To ward off despair, I set out seeking beauty. And to my surprise I found it. In a splash of warm sunshine on my face, in the curiosity of a toddler examining a flower and in a yellow butterfly that came by right after I received word.
But despair still hovered, threatening to suffocate me.
There was the wake and funeral, songs and stories. My clichéd offer to her husband, “If there’s anything I can do to help please ask,” met with, “Thank you, I appreciate it,” but no direct request.
So I set out again seeking beauty. And once again I found it. In a couple walking hand in hand over an arched footbridge, in notes from friends, the collective strength of neighbours and in a shady graveyard where families will be eventually reunited.
Routines continued: sleep, eat, shower, work, cook. Get everyone to school and practice, homework done, litter box emptied, garbage to the curb, laundry washed, gas in tank, papers marked, lectures prepared, library books returned.
Yet, in the empty moments in between, my quest for beauty continued. I found it now unexpectedly in my own home and routines, in the measured chaos of a family dinner and the quiet company of a soft cat.
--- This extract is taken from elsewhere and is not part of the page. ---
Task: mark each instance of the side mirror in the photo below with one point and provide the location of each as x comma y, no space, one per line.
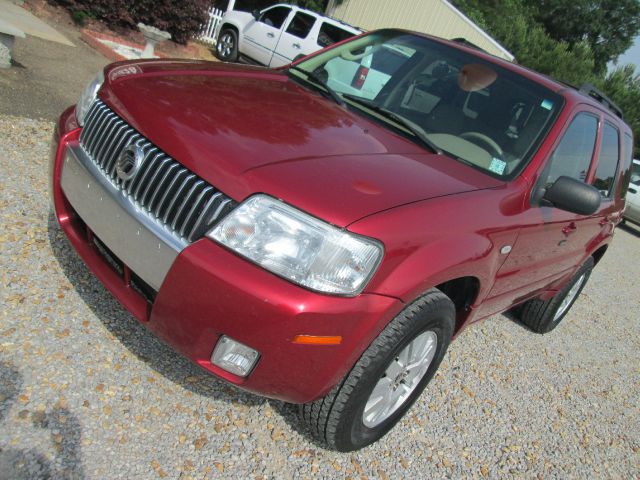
573,196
Incrementally I moved on, as one does, as one must. Slowly. Confusion receded but didn’t disappear until I had a chance encounter in a pizza restaurant.
I had zipped in, correct change in hand, to buy dough and get out as quickly as possible. From the corner of my eye I saw a woman rising from her table with difficulty. She was leaving at the same time as me, a takeout container in a plastic bag draped over one arm. Her other hand balanced on a cane. She struggled to push the door open enough to get through, so from behind her I extended my arm and opened it wider.
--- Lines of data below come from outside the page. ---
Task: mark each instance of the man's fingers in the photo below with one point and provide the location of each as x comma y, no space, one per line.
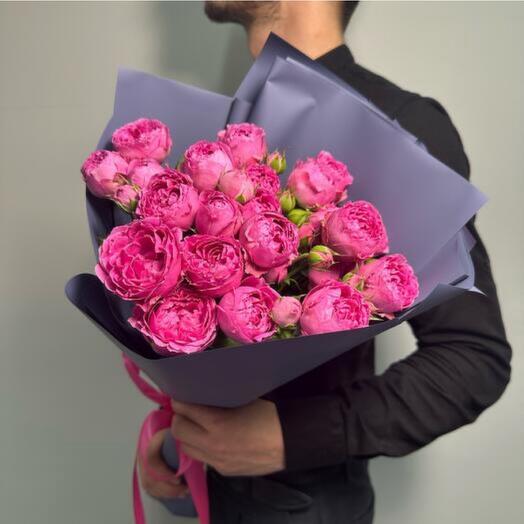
186,431
204,416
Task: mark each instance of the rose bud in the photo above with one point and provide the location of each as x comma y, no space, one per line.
212,265
320,257
140,260
237,185
287,201
127,198
181,322
389,283
244,314
333,306
170,196
277,161
247,143
355,231
142,169
263,201
143,138
205,162
263,177
286,311
218,214
104,172
270,241
319,181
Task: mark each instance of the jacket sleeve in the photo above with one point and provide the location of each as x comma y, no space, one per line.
461,365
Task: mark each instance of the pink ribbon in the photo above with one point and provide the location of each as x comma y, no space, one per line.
157,420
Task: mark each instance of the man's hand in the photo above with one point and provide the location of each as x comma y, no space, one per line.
234,441
166,489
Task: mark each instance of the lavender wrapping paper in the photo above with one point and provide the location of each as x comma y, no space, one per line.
304,108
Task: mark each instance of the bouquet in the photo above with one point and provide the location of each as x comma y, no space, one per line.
223,273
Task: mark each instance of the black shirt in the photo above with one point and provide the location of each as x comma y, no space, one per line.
462,361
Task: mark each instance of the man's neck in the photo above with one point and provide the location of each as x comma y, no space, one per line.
312,31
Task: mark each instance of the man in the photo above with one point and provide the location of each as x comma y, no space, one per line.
301,454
“Can you help me, please?” she then asked me, looking ahead to the curb. Her voice was clear, direct and accented. We linked arms briefly as I led her down to the parking lot.
“Miss, are you going to Walmart?” she asked. Her brown face was covered with age spots and skin tags.
“No, sorry,” I answered, glancing ahead to the street where cars were already bumper to bumper. Home was in the opposite direction and I wanted to leave before the traffic peaked. I’d finished my workday, had fresh pizza dough in hand and was anxious to pound it out into dinner for my family.
“Okay, miss. Thank you for all your help.” She shuffled toward the bus stop. Although it was warm she was wrapped in layers: paisley scarf around her head; denim, faux-fur-collared jacket; long black skirt with a slit that exposed one gauze-wrapped leg. Her gnarled toes with long neglected nails poked over the end of flip-flops.
I got in my car, wondering how she would manage on the bus with such limited mobility. I pulled up next to her and lowered the passenger side window. “Let me drive you. It would be my pleasure.”
She slid into the seat and asked for help again, this time with the seatbelt. Once settled, she praised the city’s young people as being the kindest and most willing to help. “Middle-aged people just walk right by,” she said.
She was on her way to buy toothpaste. “It is a necessity, no? It used to be that sanitary pads were a necessity. Not any more for me!” She laughed. When she was a girl in Sri Lanka, she told me, they wore white robes as uniforms at her all-girls school. If a girl got menstrual blood on her robe she would camouflage the stain by drawing over it with white chalk.
It wasn’t typical small talk, but I followed the twisting path on which her words meandered. I asked what had brought her to Canada. She told me she had come 10 years ago to reunite with her brothers. They have both since died.
“Do you have any children?” I asked.
“No. My husband died 36 years ago before we had any. He had a heart attack when he was 38 and didn’t get to the hospital in time for treatment. Now I’m alone.”
We pulled into the parking lot. I got out of the car to open her door and help her to her feet. She reached up and grabbed my shoulders, pulling my face toward her own. She kissed me on the right cheek, then on the left. “God will bless you,” she told me.
I had not set out seeking beauty that day, but beauty sought me out instead – in the form of a frail old woman, unafraid to ask for help, and thus offering it.